Vie Féminine avait fait un travail considérable autour de la répudiation des femmes marocaines vivant en Belgique. Nous avions réussi à modifier la législation belge pour que la répudiation ne soit pas reconnue comme une forme de divorce, En parallèle, les changements survenus au Maroc autour de la Moudawana étaient les bienvenus car ils ont ouvert des nouvelles perspectives pour les femmes marocaines d’ici. Nous avions évidemment réalisé un travail d’information et de sensibilisation pour que les femmes tirent un maximum profit de ces changements les concernant.
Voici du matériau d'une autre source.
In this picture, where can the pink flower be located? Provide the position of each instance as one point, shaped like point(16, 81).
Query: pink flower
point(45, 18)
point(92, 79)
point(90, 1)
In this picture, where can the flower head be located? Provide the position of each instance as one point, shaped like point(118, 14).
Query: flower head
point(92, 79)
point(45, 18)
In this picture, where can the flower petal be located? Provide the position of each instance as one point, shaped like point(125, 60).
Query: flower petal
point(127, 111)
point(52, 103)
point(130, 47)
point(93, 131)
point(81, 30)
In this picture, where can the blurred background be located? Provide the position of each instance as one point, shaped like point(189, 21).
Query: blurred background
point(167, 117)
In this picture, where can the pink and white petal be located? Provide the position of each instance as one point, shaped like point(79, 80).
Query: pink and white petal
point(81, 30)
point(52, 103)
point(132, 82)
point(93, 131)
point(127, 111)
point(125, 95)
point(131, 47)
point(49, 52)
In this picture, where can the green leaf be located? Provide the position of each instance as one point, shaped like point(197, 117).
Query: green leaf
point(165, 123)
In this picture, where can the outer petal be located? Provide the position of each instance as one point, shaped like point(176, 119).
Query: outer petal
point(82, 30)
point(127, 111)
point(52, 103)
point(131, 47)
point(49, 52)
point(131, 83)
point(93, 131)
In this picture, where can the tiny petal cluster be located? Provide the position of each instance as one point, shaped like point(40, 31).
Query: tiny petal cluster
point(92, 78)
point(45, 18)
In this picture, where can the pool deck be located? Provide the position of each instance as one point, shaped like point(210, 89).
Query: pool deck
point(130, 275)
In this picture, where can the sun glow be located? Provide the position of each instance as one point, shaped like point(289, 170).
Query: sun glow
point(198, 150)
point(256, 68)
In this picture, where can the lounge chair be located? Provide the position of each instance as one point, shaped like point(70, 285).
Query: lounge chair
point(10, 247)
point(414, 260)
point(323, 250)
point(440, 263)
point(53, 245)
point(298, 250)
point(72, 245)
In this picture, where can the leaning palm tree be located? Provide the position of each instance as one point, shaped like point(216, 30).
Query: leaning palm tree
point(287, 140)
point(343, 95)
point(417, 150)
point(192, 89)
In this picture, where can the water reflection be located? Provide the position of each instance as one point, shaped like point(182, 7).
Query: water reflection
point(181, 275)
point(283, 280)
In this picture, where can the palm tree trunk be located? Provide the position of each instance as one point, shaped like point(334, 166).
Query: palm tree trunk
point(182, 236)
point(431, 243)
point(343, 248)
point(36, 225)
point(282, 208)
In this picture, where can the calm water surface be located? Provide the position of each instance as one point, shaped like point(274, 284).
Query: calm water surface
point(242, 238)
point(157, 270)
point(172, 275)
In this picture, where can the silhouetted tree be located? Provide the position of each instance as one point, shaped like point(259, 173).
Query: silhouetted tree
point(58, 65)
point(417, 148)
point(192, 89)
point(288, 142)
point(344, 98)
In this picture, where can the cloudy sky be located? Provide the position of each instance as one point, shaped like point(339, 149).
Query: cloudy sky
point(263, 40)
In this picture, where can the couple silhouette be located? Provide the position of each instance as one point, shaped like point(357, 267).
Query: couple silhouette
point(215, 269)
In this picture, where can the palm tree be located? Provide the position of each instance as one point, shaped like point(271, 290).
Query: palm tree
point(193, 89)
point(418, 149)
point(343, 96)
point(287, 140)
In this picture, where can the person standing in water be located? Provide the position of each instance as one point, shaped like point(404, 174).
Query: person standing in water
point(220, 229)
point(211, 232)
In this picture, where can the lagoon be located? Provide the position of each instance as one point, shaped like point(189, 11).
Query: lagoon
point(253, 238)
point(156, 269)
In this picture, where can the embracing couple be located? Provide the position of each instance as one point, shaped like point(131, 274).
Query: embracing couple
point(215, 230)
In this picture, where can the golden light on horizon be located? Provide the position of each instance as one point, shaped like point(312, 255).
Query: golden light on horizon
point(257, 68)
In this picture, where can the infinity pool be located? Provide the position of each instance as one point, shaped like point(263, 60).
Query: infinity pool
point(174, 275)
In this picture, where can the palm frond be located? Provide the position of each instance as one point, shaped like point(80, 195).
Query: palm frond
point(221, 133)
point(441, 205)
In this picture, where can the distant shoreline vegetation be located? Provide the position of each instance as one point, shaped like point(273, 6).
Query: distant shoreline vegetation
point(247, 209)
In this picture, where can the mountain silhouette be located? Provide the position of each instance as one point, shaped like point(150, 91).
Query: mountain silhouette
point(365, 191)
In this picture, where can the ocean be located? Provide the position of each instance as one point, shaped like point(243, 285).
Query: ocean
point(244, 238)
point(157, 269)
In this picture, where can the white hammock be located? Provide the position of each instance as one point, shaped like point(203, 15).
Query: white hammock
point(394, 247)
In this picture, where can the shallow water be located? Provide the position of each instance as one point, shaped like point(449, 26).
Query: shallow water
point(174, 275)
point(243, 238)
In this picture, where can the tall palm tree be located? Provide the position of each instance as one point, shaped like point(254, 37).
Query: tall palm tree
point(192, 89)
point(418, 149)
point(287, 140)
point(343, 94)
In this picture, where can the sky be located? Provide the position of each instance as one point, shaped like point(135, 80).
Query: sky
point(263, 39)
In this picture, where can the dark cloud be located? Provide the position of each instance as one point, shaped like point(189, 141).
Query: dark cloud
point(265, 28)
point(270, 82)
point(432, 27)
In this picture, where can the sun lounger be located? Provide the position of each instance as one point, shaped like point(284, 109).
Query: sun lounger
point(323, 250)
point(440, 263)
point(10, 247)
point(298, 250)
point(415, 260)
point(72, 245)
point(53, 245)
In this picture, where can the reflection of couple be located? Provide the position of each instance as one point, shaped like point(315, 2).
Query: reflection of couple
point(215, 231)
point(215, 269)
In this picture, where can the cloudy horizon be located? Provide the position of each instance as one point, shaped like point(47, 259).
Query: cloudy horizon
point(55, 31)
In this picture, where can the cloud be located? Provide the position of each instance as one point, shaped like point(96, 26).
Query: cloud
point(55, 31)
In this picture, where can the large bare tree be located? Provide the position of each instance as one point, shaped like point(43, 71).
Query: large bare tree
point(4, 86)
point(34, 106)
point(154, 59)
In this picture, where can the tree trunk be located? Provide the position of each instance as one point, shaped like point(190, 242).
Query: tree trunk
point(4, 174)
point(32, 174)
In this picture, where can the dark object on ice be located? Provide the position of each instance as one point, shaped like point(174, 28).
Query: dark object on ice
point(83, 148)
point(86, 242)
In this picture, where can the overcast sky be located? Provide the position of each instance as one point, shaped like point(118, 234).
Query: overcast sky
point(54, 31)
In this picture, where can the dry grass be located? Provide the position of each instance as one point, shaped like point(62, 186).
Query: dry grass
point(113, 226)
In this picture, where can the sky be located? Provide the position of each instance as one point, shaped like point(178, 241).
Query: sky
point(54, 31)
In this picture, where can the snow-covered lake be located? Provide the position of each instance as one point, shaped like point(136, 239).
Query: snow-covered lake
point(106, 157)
. Avez-vous entrepris des contacts avec les responsables marocains pour tenter de faire avancer les choses au sein de ces populations?
. Nous l’avions fait sur la répudiation à l’époque et nous constatons qu’il serait intéressant, aujourd’hui, de faire un bilan quant à l’impact de ces changements sur les femmes. D’autant plus que le nombre de divorces a considérablement augmenté ici en Belgique. Par ailleurs, un autre enjeu devient clé pour les femmes marocaines vivant en Belgique, c’est celui de l’héritage.
. Le Maroc est secoué ces dernières semaines par des affaires de viol qui ont largement été reprises au niveau de la toile. Avez-vous un avis à ce propos?
. Aujourd’hui, grâce notamment aux réseaux sociaux, plus personne ne peut nier ces violences terribles contre les femmes. Mais cela ne suffit pas. Les responsables politiques compétentes et les institutions (ex : police, Justice, etc) ne peuvent plus rester au balcon. Une politique efficace et ambitieuse de lutte contre les viols doit agir à 3 niveaux : la prévention (dont la formation des acteurs institutionnels), la protection des victimes et la poursuite des auteurs. Cela demande une politique coordonnée et des budgets importants.